Note panpipes supports both tab or comma-separated tables.
Custom columns
Sample-level metadata
To include sample level metadata, you can add additional columns to the submission file e.g tissue and tiagnosis columns in the example below. There is no requirement for the name or the order of these columns.
To make sure these columns are ingested in the MuData object, you must include them by specifying them in metadatacols in the ingest workflow’s pipeline.yml configuration file.
`metadatacols`: Use this section if you wish to include additional columns specified in your submission file, such as 'sex,' 'batch,' 'diseases,' etc.
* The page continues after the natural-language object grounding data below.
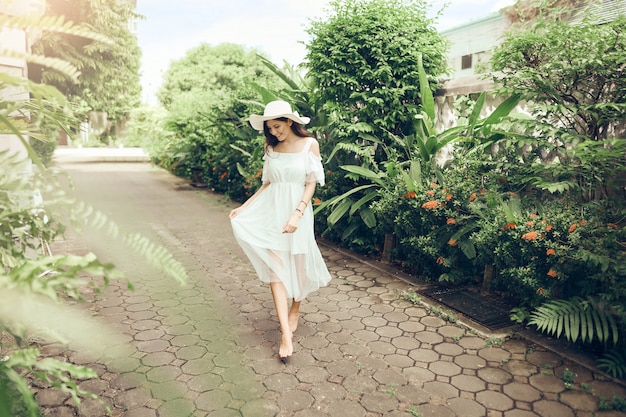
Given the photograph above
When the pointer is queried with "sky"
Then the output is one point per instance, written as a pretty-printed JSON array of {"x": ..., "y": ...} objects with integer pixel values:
[{"x": 277, "y": 28}]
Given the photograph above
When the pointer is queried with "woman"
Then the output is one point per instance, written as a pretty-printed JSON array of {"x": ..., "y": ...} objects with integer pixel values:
[{"x": 274, "y": 227}]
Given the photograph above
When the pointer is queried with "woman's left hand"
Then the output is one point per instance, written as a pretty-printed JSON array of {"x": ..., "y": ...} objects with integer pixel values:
[{"x": 292, "y": 223}]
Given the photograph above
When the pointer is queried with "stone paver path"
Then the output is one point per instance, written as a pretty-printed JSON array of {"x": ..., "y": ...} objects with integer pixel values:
[{"x": 362, "y": 349}]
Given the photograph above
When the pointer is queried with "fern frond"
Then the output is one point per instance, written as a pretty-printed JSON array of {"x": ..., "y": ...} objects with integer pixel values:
[
  {"x": 614, "y": 363},
  {"x": 156, "y": 255},
  {"x": 576, "y": 318}
]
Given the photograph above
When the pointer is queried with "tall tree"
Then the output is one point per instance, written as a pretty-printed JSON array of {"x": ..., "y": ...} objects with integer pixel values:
[
  {"x": 109, "y": 80},
  {"x": 364, "y": 58}
]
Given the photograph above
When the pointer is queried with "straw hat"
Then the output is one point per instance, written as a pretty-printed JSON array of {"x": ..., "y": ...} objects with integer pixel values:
[{"x": 276, "y": 110}]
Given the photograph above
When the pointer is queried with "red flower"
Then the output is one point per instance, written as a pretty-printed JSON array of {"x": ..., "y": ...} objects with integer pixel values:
[
  {"x": 430, "y": 205},
  {"x": 508, "y": 226},
  {"x": 530, "y": 236}
]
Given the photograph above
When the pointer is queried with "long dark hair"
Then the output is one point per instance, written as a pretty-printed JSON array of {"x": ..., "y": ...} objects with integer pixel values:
[{"x": 297, "y": 128}]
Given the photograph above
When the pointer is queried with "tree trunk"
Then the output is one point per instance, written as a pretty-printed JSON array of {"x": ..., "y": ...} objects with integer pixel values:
[{"x": 488, "y": 275}]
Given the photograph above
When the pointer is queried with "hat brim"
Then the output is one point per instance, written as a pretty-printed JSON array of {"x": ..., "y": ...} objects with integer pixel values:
[{"x": 257, "y": 120}]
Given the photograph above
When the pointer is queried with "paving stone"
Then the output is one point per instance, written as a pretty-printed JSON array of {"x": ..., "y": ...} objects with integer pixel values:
[
  {"x": 345, "y": 408},
  {"x": 466, "y": 408},
  {"x": 521, "y": 392},
  {"x": 295, "y": 400},
  {"x": 547, "y": 383},
  {"x": 577, "y": 400},
  {"x": 468, "y": 383},
  {"x": 444, "y": 368},
  {"x": 327, "y": 392},
  {"x": 441, "y": 389},
  {"x": 521, "y": 368},
  {"x": 424, "y": 355},
  {"x": 470, "y": 361},
  {"x": 378, "y": 402},
  {"x": 494, "y": 400},
  {"x": 432, "y": 410}
]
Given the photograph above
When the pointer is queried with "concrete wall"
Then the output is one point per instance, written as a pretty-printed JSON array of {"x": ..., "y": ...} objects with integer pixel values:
[{"x": 18, "y": 41}]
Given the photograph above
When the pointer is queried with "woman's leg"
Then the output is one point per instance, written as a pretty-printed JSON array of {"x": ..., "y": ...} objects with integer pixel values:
[
  {"x": 279, "y": 292},
  {"x": 294, "y": 315}
]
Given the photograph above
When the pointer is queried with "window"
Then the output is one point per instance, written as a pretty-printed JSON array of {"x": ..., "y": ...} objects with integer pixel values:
[{"x": 466, "y": 61}]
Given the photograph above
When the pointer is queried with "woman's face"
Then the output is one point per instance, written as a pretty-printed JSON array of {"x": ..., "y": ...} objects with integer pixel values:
[{"x": 280, "y": 129}]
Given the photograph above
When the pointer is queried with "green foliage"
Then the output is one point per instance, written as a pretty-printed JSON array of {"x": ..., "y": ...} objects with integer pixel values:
[
  {"x": 33, "y": 207},
  {"x": 613, "y": 362},
  {"x": 108, "y": 64},
  {"x": 364, "y": 61},
  {"x": 572, "y": 73},
  {"x": 208, "y": 95}
]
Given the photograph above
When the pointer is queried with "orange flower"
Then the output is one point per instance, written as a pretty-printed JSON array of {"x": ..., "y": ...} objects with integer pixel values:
[
  {"x": 508, "y": 226},
  {"x": 430, "y": 205},
  {"x": 530, "y": 236}
]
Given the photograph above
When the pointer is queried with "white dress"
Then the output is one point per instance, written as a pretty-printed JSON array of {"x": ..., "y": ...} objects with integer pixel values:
[{"x": 293, "y": 258}]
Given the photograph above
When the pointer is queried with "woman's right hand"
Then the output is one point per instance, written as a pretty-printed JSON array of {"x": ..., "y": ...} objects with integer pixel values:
[{"x": 234, "y": 212}]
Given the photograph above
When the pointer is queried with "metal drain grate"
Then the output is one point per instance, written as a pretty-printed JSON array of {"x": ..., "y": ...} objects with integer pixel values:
[{"x": 488, "y": 311}]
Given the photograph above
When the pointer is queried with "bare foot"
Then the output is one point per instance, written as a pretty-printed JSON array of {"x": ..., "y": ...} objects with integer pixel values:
[
  {"x": 286, "y": 345},
  {"x": 293, "y": 321}
]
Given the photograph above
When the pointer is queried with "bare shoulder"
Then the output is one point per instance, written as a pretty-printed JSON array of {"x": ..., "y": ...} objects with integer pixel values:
[{"x": 315, "y": 146}]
Leave it empty if you don't want to include metadata.
Supported input filetypes
For each modality per sample, specify the value in the key column in the X_filetype columns
modality |
key |
description |
|---|---|---|
rna/prot/atac |
cellranger |
the “outs” folder produced by cellranger count |
rna/prot/atac |
cellranger_multi |
the “outs” folder produced by cellranger multi |
rna/prot/atac |
10X_h5 |
outs/filtered_feature_bc_matrix.h5 produced by cellranger |
rna/prot/atac |
hd5 |
Read a generic .h5 (hdf5) file. |
rna/prot/atac |
h5ad |
Anndata h5ad objects (one per sample) |
rna/prot/atac |
txt_matrix |
tab-delimited file (one per sample) |
rna/prot/atac |
csv_matrix |
comma-delimited file (one per sample) |
tcr/bcr |
cellranger_vdj |
Path to filtered_contig_annotations.csv, all_contig_annotations.csv or all_contig_annotations.json. produced by cellranger vdj further details |
tcr/bcr |
tracer |
|
tcr/bcr |
bracer |
|
tcr/bcr |
airr |
airr formatted tsv further details |
For repertoire (tcr/bcr) inputs, panpipes uses the scirpy (v.0.12.0) functions [scirpy]https://scverse.org/scirpy/latest/api.html. Review their documentation for more specific details about inputs.
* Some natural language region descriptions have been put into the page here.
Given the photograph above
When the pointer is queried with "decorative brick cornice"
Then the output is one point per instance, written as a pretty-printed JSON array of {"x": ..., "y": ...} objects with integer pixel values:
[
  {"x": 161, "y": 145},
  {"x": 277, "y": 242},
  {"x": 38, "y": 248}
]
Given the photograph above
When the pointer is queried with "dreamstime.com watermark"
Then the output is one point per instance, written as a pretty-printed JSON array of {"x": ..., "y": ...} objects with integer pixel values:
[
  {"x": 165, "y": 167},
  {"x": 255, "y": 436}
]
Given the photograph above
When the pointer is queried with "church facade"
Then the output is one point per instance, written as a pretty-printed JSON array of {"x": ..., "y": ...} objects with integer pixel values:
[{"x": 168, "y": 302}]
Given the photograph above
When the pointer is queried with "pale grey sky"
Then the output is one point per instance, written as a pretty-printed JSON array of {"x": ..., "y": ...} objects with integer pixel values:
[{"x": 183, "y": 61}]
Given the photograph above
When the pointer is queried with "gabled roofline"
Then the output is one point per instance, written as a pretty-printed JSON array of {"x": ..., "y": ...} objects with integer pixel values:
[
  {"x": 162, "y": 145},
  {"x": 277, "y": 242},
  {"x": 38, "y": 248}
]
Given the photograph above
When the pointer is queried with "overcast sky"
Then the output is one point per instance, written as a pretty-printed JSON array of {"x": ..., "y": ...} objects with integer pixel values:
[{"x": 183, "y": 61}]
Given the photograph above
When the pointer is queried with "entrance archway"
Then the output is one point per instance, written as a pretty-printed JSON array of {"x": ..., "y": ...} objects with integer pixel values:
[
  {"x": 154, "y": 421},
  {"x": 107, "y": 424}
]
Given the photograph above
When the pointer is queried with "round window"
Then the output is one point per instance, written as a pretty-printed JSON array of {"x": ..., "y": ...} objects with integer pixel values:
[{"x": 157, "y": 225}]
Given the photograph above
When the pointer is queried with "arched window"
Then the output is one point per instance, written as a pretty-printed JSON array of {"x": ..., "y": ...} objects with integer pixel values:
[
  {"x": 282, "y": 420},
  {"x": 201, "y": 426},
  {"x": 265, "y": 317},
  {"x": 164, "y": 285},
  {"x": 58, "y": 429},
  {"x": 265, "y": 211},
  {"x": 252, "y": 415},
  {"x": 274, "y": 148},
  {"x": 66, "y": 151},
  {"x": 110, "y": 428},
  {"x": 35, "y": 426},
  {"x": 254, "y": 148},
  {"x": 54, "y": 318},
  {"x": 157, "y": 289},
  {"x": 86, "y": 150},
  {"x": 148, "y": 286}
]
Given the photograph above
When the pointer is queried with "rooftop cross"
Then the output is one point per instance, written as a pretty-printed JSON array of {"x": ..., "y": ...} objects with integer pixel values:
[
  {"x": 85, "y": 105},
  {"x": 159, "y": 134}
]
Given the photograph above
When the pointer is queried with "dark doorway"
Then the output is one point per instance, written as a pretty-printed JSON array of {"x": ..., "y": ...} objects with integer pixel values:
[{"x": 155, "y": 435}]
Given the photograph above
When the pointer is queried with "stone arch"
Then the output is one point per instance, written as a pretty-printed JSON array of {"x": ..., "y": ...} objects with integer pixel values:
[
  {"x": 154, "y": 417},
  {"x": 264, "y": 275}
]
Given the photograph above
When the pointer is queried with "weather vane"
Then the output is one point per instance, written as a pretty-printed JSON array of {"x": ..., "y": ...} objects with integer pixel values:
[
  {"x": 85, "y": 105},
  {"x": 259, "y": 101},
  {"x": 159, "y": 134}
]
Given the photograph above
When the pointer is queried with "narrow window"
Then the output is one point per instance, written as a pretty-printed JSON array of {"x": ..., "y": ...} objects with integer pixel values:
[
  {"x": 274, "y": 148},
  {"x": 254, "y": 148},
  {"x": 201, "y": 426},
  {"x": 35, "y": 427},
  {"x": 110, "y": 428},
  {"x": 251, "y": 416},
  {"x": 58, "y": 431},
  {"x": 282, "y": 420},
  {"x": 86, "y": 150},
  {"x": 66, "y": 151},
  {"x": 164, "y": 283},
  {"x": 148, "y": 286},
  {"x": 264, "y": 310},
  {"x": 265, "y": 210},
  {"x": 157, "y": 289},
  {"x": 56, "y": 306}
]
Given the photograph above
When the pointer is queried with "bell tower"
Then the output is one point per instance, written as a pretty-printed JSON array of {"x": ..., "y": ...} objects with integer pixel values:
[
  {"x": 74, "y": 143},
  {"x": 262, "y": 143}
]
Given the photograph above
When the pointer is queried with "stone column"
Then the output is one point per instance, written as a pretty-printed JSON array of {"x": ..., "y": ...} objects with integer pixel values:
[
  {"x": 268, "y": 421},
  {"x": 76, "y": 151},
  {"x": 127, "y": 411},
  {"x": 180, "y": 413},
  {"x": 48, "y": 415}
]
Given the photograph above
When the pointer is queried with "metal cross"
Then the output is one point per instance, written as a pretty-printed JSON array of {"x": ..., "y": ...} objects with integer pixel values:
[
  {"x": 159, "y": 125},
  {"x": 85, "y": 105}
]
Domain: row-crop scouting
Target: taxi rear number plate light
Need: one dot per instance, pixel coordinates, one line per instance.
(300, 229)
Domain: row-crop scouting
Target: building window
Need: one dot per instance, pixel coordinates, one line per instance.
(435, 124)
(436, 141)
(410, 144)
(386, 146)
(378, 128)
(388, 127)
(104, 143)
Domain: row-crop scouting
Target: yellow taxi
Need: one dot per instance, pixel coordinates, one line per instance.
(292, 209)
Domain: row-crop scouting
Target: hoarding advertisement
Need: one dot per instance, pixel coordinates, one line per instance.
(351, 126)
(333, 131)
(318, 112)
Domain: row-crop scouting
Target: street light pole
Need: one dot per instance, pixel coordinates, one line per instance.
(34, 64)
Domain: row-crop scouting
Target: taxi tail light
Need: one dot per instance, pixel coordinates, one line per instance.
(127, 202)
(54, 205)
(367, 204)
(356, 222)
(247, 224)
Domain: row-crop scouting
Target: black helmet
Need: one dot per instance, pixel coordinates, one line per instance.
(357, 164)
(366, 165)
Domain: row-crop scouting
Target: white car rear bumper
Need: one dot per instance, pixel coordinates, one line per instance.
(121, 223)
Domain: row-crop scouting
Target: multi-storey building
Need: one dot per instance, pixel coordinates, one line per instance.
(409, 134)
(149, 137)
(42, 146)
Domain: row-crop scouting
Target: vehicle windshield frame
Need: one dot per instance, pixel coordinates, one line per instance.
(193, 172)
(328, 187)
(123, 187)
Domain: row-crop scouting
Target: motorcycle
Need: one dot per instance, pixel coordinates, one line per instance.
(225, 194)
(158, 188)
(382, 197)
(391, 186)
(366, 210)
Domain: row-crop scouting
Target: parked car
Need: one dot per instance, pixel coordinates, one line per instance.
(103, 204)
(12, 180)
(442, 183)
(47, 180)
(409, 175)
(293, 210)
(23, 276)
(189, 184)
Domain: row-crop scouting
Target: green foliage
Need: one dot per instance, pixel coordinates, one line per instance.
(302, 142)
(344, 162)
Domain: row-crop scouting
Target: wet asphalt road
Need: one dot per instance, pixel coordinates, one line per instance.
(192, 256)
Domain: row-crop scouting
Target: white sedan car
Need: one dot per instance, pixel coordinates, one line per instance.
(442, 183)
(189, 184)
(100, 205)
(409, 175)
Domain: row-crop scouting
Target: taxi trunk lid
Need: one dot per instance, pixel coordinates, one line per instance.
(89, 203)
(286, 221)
Example sample submission file
sample_id |
rna_path |
rna_filetype |
prot_path |
prot_filetype |
tissue |
diagnosis |
|---|---|---|---|---|---|---|
Sample1 |
Sample1_gex.csv |
csv_matrix |
Sample1_adt.csv |
csv_matrix |
pbmc |
healthy |
Sample2 |
cellranger_count/Sample2_GEX/outs/ |
cellranger |
cellranger_count/Sample2_CITE/outs/ |
cellranger |
pbmc |
diseased |
Download this file: sample_file_qc_mm.txt View other examples on sample submission files on our github page
Barcode-level metadata
If you have cell or barcode level metadata such as the results from a cell-demultiplexing pipeline, you can provide it to panpipes to be ingested with the rest of the data. Save this file in a .csv file containing at least 2 columns:
barcode_id: the column with the cell barcodes
sample_id: that indicates which sample the cells belong to. The file can have additional custom metadata columns to be specified in the configuration file. Note The sample_ids in this file must match the sample_id column in the submission file. If you are ingesting multiple files (i.e. you have multiple sample_ids) the barcode-level metadata file must be the concatenated metadata for all the samples in your sample submission file.
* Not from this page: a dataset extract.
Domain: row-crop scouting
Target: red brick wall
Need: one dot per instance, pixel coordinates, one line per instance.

To read in the barcode-level metadata, specify the path to this file in the ingestion pipeline.yml configuration file.
barcode_mtd:
include: True
path: path_to_file
metadatacols: percent_mito,tissue,lab
A note on genes when combining data sets
Note that if you are combining multiple datasets from different sources the final anndata object will only contain the intersection of the genes from all the data sets. For example if the mitochondrial genes have been excluded from one of the inputs, they will be excluded from the final data set. In this case it might be wise to run qc separately on each dataset, and them merge them together to create on h5ad file to use as input for integration pipeline.